Thailand’s current benchmark interest rate of 2.5% is considered resilient to various circumstances by Bank of Thailand Assistant Governor Piti Disyatat. Dismissing government pressure that monetary policy is overly stringent, Mr. Piti shared in an interview with the Suthichai Live channel that the central bank prioritizes price stability over high inflation.
The government and the central bank have been in disagreement for months regarding interest rates, with Prime Minister Srettha Thavisin advocating for a rate reduction to stimulate the country’s economy, ranked second in Southeast Asia.

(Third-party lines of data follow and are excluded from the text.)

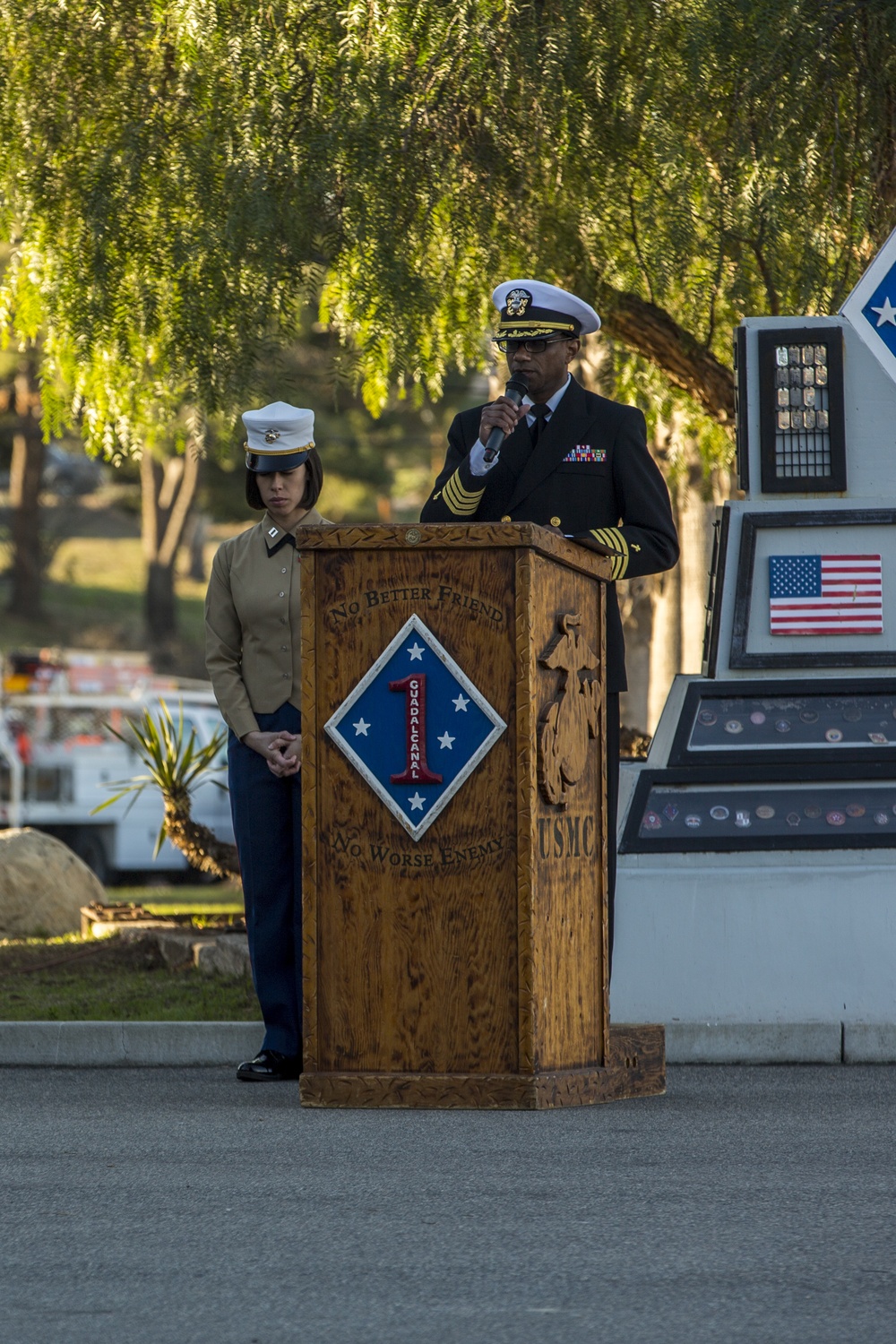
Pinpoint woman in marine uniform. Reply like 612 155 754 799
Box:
205 402 325 1082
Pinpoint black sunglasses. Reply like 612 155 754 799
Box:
493 336 573 355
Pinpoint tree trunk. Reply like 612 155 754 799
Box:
595 272 735 426
140 427 199 671
9 355 44 617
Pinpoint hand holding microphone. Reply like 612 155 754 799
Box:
479 374 528 462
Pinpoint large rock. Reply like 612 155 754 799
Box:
0 827 106 938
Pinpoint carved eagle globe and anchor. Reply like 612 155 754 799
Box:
538 612 600 808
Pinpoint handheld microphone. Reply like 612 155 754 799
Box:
482 374 530 462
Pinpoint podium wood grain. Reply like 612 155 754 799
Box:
301 524 664 1107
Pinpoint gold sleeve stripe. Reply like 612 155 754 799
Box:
442 472 485 518
591 527 629 580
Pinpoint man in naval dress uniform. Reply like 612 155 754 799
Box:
420 280 678 954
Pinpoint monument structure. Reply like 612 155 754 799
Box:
614 234 896 1021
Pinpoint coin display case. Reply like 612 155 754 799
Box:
669 677 896 769
619 768 896 854
619 677 896 854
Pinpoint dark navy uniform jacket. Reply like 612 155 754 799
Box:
420 379 678 691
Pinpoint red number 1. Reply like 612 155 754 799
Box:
390 672 442 784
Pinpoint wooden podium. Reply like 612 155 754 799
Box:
298 523 665 1109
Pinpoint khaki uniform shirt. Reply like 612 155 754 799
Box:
205 508 326 738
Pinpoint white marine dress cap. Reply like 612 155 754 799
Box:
242 402 314 473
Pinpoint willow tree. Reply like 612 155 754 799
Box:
0 0 896 495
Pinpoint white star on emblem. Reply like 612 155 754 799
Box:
872 298 896 327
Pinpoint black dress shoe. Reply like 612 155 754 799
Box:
237 1050 302 1083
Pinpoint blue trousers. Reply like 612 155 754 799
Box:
227 704 302 1056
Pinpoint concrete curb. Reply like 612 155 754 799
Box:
667 1021 896 1064
0 1021 896 1069
0 1021 264 1069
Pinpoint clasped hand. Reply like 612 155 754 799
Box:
242 728 302 780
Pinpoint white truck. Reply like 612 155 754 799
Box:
0 687 234 883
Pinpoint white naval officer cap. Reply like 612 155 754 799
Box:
242 402 314 475
492 280 600 340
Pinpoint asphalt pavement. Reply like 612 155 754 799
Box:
0 1066 896 1344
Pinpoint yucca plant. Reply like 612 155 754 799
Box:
92 701 239 878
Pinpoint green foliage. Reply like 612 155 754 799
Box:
0 0 896 456
91 701 227 859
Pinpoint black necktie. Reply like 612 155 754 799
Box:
527 402 551 448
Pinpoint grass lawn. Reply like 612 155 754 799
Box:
0 935 261 1021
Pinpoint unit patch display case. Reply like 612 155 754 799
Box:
613 231 896 1027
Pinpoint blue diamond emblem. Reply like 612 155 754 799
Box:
323 616 506 840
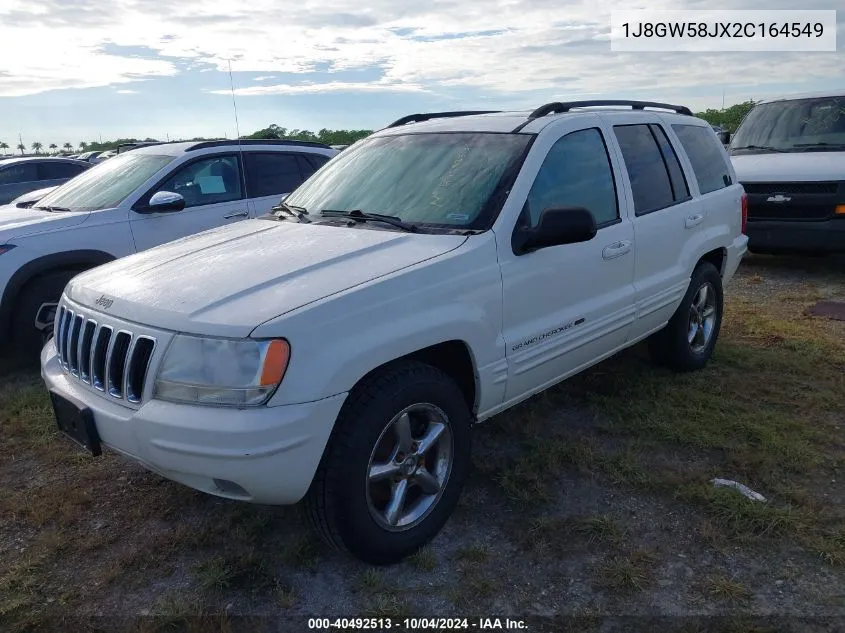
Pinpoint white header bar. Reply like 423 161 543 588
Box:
610 9 836 53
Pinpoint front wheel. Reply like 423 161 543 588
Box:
649 262 723 372
305 362 471 565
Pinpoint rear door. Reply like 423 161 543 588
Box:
130 153 250 251
612 113 705 340
244 152 315 217
0 161 42 204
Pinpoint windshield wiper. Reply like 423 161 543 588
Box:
32 206 70 213
792 141 845 152
273 202 311 224
731 145 788 152
320 209 418 233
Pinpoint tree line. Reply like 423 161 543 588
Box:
0 124 373 155
0 100 756 155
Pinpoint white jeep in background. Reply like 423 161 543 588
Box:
0 140 338 356
42 101 747 564
729 89 845 255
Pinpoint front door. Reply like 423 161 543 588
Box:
130 154 250 251
497 117 636 402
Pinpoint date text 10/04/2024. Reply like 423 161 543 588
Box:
308 618 528 631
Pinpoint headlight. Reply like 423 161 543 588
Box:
155 334 290 406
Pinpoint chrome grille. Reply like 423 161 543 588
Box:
55 306 156 404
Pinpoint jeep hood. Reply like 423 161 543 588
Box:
731 152 845 182
66 219 466 337
0 204 88 244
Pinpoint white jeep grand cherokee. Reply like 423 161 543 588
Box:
41 101 747 564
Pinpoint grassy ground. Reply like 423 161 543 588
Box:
0 257 845 631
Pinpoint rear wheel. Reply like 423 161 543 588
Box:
11 271 79 364
649 262 723 371
304 362 471 565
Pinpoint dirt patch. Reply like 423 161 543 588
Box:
0 252 845 631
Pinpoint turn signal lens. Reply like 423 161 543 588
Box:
260 339 290 387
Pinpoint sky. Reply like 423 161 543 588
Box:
0 0 845 146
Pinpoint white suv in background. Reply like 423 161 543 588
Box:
0 141 338 360
41 101 747 564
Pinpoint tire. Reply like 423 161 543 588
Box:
303 361 471 565
11 271 79 364
648 262 724 372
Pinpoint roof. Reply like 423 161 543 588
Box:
757 88 845 103
377 100 706 135
3 156 91 166
129 139 336 156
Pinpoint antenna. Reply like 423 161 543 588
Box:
227 59 246 190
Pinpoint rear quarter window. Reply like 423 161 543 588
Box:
672 123 732 194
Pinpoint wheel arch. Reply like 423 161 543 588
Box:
0 250 117 342
690 246 728 277
344 339 479 418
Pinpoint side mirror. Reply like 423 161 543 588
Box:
512 207 598 255
140 191 185 213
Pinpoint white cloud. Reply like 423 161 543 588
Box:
0 0 845 101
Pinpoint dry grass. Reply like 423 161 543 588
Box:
707 574 751 602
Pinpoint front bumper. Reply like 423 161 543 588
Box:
41 342 346 505
722 234 748 286
747 218 845 254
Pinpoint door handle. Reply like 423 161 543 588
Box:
601 240 631 259
684 213 704 229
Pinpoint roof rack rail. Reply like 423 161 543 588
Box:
185 138 331 152
528 99 694 119
385 110 501 129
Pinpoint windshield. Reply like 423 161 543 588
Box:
285 133 532 228
731 97 845 152
36 153 175 211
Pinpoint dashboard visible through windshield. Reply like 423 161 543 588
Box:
730 97 845 154
35 153 176 211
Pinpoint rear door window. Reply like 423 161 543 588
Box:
246 152 310 198
0 162 38 185
672 124 732 194
38 161 85 180
613 124 677 215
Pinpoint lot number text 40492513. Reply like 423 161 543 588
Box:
308 618 528 632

In its recent meeting, the Monetary Policy Committee opted to maintain the key interest rate at 2.50%, the highest in over ten years. The committee aims to establish a neutral rate under the current circumstances, highlighting the rate’s resilience across potential scenarios.
Mr. Piti emphasized that monetary policy should not be the primary driver of economic growth. The Bank of Thailand projects a 2.6% economic growth rate for this year, which could potentially reach 3% with the implementation of government stimulus measures.
Regarding inflation, the central bank is focused on ensuring that prices remain anchored within its target range of 1% to 3%, aligned with economic fundamentals. May’s headline consumer inflation returned to this target range for the first time in a year, easing concerns about inflationary pressures on vulnerable groups.
Mr. Piti emphasized the bank’s goal of maintaining stable inflation over the medium term, in line with international practices. The government is exploring revisions to the inflation target as part of its efforts to potentially facilitate a rate cut.
Looking ahead to 2024, the Bank of Thailand projects headline inflation to stand at 0.6%.